Over a Decade Later, NASA’s Long-Dead IMAGE Satellite May Have Come Back to Life

A $150 million NASA satellite which died from systems failure just five years after its launch has somehow reactivated and is still broadcasting, Science reported Friday.

Astronomer Scott Tilley was searching for signs of Zuma, a classified U.S. government satellite of unknown purpose that officials declared a “total loss” shortly after its launch, when he was surprised to discover a signal from a satellite labeled “2000-017A.” In a blog post earlier this month, Tilley wrote that he was able to confirm that the object was indeed NASA’s long-lost Imager for Magnetopause-to-Aurora Global Exploration satellite by matching it to its orbit.

IMAGE was launched in 2000 and declared lost in 2005. It is still transmitting data beyond simple telemetry, indicating that some of its six onboard instruments may still be active. It’s possible the satellite turned back on during a period of time in which Earth’s orbit eclipsed its onboard solar panels, drained its batteries, and forced a reset of IMAGE’s systems. Per AmericaSpace, a Failure Review Board had concluded that an “induced ‘instant trip’ of the Solid Sate Power Controller” was likely responsible for the original outage, though they noted there was a small possibility of the SSPC resetting in 2007 or a subsequent eclipse.

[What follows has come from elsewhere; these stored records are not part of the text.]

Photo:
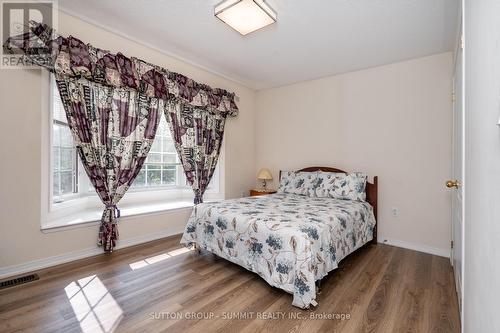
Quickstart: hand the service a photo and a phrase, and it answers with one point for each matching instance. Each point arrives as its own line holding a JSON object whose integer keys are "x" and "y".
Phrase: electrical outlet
{"x": 395, "y": 211}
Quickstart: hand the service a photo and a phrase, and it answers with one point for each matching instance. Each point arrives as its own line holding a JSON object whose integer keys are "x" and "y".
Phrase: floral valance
{"x": 70, "y": 57}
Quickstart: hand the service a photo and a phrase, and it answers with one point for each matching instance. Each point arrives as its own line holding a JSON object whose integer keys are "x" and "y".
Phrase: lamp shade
{"x": 265, "y": 174}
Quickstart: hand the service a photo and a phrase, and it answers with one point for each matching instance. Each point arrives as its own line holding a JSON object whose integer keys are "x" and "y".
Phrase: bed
{"x": 292, "y": 241}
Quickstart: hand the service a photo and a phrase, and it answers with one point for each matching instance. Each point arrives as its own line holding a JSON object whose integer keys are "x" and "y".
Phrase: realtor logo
{"x": 16, "y": 16}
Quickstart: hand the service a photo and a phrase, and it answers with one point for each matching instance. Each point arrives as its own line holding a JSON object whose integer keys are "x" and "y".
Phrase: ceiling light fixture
{"x": 245, "y": 16}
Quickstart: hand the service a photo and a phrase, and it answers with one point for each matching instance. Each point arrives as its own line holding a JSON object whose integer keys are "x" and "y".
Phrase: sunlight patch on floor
{"x": 161, "y": 257}
{"x": 93, "y": 305}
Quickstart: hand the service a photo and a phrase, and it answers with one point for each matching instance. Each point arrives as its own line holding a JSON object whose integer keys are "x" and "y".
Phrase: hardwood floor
{"x": 148, "y": 288}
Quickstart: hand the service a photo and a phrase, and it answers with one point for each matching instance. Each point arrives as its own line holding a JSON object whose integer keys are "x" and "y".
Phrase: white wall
{"x": 392, "y": 121}
{"x": 482, "y": 166}
{"x": 21, "y": 240}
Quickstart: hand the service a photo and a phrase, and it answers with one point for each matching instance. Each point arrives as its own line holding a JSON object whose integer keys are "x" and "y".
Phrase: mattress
{"x": 289, "y": 240}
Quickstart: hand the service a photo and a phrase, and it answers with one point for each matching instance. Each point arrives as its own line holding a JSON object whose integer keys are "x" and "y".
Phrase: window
{"x": 161, "y": 171}
{"x": 64, "y": 159}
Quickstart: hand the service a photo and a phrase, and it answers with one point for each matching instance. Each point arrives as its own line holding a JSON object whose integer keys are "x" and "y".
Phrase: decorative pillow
{"x": 325, "y": 183}
{"x": 302, "y": 183}
{"x": 349, "y": 186}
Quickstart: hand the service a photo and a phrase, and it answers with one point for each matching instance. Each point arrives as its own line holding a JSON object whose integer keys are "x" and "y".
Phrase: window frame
{"x": 84, "y": 201}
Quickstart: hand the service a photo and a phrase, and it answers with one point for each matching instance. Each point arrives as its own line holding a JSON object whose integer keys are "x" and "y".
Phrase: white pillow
{"x": 325, "y": 182}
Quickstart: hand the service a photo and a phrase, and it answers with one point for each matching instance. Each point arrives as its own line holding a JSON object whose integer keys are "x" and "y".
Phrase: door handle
{"x": 452, "y": 183}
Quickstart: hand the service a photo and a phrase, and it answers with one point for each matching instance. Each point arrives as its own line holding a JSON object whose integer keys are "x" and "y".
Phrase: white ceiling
{"x": 312, "y": 38}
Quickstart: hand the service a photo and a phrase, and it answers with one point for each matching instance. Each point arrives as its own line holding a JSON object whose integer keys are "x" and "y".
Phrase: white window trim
{"x": 80, "y": 210}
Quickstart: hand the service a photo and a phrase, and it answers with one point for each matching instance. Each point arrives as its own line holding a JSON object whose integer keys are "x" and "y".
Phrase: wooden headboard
{"x": 371, "y": 192}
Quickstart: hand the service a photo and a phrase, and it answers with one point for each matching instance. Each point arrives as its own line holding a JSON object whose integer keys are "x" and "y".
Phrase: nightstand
{"x": 254, "y": 193}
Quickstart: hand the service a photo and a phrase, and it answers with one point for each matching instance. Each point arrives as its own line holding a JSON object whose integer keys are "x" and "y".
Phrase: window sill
{"x": 92, "y": 216}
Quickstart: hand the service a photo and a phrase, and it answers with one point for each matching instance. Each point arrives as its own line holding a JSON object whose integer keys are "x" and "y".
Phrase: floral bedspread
{"x": 289, "y": 240}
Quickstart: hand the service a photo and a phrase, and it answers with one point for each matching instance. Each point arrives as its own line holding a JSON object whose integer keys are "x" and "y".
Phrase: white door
{"x": 456, "y": 183}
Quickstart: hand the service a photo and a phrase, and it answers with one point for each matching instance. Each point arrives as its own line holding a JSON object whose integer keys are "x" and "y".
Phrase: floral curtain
{"x": 113, "y": 104}
{"x": 198, "y": 137}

“The odds are extremely good that it’s alive,” Rice University space plasma physicist and original mission co-investigator Patricia Reiff told Science.

The journal noted NASA is now looking to see whether it is possible to reactivate the satellite and its instruments entirely:

Since Tilley’s announcement, project scientists spent a couple days furiously digging up old software and records, and this weekend, NASA will attempt to contact IMAGE with its deep space radio antennas—as will the Johns Hopkins University Applied Physics Laboratory in Laurel, Maryland, and researchers at the University of California, Berkeley. Right now, the team is puzzled as to why it appears the spacecraft’s rotation rate has slowed, which may make communication more challenging. “The team is collectively holding their breath waiting for some real information exchange between IMAGE and the ground,” Reiff adds.

According to AmericaSpace, IMAGE had already fulfilled its original two-year mission “to study the global response of Earth’s magnetosphere to changes in the solar wind” by the time it went offline in 2005 and had made 37 “unique scientific discoveries.” For example, per NASA, before IMAGE launched scientists knew the aurora “were caused by charged particles from the Sun and their interaction with the Earth’s magnetic field,” but they had no way of measuring said interaction.

If it has really reactivated, the aging satellite should still be capable of contributing further findings on space weather and the magnetosphere, which is some good engineering on NASA’s part.